Tuesday, November 1, 2011

Bird Beaks

This year is quite busy.  I am now running sessions for all six grades (K-5), so I find it hard to take photographs while running the sessions and on a day to day basis, just getting stuff written  down for the blog.  So I apologize being so slow.

We ran a Life Processes session for the third grade a couple of weeks ago.  This is the second time I have run this session.  It certainly went better this year than last.  Here is the relevant section of the third grade standards requirements for Virginia:

The student will investigate and understand that behavioral and physical adaptations allow animals to respond to life needs. Key concepts include
a)     methods of gathering and storing food, finding shelter, defending themselves, and rearing young; and 
b)  hibernation, migration, camouflage, mimicry, instinct, and learned behavior.
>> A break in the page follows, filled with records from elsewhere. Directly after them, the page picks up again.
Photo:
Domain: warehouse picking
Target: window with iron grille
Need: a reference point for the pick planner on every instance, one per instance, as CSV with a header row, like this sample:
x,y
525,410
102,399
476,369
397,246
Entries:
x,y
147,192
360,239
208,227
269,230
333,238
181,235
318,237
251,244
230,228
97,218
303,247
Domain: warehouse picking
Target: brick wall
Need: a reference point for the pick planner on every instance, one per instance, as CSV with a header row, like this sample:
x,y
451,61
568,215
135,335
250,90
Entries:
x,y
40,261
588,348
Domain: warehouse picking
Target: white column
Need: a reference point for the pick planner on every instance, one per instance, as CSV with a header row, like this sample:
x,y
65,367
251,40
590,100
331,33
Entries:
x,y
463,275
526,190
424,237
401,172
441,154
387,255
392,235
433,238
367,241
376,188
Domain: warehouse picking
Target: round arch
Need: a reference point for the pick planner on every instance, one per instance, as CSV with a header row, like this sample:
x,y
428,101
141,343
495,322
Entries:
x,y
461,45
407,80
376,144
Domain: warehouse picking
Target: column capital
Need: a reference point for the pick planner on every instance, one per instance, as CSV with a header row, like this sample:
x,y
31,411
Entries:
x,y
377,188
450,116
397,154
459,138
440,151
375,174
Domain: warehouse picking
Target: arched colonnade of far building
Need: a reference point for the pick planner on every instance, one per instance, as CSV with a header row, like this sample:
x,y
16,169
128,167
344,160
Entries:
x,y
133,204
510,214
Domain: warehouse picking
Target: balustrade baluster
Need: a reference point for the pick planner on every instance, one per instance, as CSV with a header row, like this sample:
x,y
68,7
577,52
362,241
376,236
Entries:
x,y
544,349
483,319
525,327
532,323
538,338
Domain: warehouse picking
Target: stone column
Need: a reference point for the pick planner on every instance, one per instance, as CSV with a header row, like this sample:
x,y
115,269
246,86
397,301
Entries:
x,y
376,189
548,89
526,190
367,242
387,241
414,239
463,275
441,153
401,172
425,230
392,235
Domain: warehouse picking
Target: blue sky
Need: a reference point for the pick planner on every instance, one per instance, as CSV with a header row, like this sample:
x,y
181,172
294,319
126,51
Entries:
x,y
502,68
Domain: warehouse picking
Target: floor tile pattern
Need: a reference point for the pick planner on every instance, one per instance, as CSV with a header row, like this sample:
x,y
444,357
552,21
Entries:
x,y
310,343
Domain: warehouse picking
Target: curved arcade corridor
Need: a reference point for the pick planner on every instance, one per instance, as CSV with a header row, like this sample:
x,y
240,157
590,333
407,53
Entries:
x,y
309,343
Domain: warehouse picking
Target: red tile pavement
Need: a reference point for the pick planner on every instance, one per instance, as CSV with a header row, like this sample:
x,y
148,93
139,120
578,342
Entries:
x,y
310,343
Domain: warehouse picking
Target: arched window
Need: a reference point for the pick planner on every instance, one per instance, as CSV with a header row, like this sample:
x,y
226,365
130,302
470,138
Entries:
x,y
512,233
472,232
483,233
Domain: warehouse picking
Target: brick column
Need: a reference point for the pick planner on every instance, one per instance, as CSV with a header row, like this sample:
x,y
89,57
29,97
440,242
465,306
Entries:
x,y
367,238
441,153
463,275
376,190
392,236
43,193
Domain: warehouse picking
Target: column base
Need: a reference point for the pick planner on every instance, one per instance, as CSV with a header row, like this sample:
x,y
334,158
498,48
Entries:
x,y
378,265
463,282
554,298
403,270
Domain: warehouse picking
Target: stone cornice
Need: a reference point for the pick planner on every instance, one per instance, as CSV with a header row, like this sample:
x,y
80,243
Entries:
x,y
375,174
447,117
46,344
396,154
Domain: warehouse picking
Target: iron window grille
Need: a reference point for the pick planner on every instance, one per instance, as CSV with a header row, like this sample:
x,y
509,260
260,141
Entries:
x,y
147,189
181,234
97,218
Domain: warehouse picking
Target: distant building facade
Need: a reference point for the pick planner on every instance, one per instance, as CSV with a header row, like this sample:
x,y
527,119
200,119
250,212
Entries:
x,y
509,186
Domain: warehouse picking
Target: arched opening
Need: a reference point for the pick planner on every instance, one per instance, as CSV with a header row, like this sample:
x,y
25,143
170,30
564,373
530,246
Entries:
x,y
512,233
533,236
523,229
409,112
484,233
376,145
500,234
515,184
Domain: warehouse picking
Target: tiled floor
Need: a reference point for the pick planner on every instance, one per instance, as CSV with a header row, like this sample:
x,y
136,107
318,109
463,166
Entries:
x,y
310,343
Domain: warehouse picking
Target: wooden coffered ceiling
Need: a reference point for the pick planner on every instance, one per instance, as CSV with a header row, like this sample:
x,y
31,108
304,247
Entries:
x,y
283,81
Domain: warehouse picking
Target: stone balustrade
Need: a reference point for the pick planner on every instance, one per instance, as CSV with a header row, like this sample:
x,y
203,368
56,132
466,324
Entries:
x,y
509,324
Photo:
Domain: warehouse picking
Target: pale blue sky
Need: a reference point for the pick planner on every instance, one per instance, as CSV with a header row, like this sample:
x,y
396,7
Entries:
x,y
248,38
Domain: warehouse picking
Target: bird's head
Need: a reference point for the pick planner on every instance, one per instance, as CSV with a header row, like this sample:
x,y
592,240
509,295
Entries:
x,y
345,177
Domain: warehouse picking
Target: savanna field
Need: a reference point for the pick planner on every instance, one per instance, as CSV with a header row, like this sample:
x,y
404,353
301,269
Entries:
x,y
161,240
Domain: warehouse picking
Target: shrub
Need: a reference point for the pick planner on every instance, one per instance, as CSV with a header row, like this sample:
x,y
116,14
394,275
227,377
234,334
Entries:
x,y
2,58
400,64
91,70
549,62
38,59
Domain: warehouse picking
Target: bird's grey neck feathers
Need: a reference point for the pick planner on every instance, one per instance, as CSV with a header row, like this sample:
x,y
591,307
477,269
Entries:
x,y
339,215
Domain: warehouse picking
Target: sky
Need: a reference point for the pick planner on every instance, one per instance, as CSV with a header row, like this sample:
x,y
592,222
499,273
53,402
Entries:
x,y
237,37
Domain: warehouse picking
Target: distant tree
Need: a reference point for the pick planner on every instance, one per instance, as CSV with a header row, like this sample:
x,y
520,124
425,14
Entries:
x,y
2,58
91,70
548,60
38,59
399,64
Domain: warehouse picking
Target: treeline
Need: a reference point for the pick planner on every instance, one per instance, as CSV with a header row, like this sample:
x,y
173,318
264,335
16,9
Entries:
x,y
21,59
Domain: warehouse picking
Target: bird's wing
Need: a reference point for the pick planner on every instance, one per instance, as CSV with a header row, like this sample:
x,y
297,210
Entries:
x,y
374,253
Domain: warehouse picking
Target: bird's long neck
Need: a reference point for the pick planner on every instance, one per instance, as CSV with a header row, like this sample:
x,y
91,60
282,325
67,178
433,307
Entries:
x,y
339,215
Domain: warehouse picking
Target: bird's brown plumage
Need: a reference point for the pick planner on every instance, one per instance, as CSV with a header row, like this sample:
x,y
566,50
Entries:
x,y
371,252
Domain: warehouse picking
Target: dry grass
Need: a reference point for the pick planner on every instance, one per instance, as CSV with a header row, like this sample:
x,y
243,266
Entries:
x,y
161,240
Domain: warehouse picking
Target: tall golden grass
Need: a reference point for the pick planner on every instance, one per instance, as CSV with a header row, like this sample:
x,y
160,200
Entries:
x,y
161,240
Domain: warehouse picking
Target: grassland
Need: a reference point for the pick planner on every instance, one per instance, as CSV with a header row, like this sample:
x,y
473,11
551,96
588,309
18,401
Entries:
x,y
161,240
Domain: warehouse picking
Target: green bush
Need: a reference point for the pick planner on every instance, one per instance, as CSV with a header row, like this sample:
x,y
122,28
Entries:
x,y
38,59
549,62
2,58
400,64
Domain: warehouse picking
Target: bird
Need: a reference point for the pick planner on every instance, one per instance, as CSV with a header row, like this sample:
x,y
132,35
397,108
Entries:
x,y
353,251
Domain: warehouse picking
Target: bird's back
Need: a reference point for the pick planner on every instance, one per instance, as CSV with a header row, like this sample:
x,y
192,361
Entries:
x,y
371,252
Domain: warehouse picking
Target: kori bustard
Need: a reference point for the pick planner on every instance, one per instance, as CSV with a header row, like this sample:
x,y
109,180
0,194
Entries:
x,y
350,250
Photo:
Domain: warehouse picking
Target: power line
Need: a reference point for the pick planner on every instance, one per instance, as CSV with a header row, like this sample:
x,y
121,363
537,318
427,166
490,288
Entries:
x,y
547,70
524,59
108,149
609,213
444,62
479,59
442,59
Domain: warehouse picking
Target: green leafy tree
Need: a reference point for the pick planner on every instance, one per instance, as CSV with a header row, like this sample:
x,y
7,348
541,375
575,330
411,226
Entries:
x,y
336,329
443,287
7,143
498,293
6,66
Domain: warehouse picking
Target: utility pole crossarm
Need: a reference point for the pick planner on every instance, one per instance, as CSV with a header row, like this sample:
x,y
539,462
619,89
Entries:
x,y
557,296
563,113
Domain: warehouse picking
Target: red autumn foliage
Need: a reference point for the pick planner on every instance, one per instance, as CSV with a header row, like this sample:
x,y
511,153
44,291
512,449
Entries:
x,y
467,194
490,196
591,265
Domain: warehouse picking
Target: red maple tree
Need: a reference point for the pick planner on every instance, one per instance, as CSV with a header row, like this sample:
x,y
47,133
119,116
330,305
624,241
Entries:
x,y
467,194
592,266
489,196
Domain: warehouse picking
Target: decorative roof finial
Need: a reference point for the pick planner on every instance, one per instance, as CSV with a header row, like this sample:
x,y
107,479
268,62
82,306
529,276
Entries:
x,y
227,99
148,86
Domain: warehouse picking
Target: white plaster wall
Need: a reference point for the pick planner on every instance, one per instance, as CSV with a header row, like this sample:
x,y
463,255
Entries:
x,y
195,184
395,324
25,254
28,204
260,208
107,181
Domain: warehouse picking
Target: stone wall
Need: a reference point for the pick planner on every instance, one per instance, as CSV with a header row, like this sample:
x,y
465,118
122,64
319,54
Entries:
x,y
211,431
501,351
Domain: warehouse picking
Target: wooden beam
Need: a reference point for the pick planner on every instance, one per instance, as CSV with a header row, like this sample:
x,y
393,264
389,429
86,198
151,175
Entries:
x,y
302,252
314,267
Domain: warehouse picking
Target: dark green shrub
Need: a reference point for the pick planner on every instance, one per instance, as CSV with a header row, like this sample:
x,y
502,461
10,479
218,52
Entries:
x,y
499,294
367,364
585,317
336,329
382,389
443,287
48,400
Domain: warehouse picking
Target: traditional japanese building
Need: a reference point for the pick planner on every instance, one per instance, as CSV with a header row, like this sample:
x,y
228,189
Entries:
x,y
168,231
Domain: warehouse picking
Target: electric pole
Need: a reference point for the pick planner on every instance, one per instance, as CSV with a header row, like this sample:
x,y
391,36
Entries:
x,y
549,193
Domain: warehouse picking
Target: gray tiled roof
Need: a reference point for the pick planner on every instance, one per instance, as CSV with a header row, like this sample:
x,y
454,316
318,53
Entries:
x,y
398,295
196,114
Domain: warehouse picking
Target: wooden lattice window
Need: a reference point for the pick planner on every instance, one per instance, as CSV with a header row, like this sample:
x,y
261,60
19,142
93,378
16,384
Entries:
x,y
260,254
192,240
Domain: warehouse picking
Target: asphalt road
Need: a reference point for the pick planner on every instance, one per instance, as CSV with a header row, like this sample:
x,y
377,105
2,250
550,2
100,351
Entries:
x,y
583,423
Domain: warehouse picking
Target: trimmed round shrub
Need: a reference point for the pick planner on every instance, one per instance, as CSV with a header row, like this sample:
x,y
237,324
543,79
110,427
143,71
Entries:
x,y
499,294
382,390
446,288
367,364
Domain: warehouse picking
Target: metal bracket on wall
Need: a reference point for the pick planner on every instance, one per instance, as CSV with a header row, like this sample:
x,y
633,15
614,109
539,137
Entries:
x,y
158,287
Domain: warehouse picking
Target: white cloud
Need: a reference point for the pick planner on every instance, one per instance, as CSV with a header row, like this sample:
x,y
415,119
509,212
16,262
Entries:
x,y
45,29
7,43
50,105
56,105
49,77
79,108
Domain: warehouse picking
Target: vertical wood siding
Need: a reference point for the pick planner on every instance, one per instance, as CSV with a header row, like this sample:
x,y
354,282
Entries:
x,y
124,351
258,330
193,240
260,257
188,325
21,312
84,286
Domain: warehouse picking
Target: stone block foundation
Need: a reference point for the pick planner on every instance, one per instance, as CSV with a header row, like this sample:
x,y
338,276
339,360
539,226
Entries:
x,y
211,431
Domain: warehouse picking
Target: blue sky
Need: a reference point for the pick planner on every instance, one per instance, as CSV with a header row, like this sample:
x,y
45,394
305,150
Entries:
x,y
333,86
I divided this activity into three parts.  There are similar exercises that you can find on the web:  1) Fetch!  "Eat Like a Bird" and 2) The Wonder of Birds.  First, I put out gathered materials that could be used as "food" for the birds.  I try and find what I have around the house, but used:  marbles, small rubber erasers, various sizes of dried beans, rubber bands, puffy balls, small rocks, hacky sack balls, plastic eggs, jar with tubes of water, and old logs, and seed pods.  I scattered the food and put some of the food in a tub of water.




We had the kids divided into groups of four.  Each group was then given an assigned "beak".  The beaks included: fork, spoon, chop sticks, toothpick, water dropper, and a straw.  For the first part of the activity, the kids were directed to come one person per team at a time and get one piece of food.  They were not to try and spend much time, but come up, get the food, and "fly back to their nest" with it.  Each team member had a chance to go.

We then discussed how things went and they were to try and decide what kind of bird their beak might represent.  The general consensus was:

fork:  water bird such as a spoonbill or flamingo that filters its food
spoon:  water bird that scoops its food such as a duck
chop sticks:  can be various birds such as a crow, blue jay, etc.
toothpick: small bird such as a small woodpecker or nuthatch
straw:  not a very effective beak, no real correlation
water dropper:  hummingbird

We then talked a little about how beaks were adapted for specific environments.  Next, we gave the kids an opportunity to design their own beaks.  They could select from the materials provided in the first activity, plus they could use rubber bands.




Once the kids had build their beaks, we reran the previous exercise with their own beaks. 


In the third part of the activity, we cleared the table of most food and left just a few things that the kids tended not to try and pick up and ran the exercise one last time.

We then discussed what happened.  In general, the kids tried to design a beak that allowed them to pick up the most diverse sets of food.  They all tended to pick up things out of the water first.  We then discussed what implications it had when we removed much of the food.  The answers to the food removal causes were:  seasonal changes, weather changes such as massive storms such as hurricanes, droughts, and a dying out of a food source due to environmental changes.  Finally, we discussed what strategies were available to the birds to overcome the food scarcity.  The strategies that we discussed were migration and adaptation.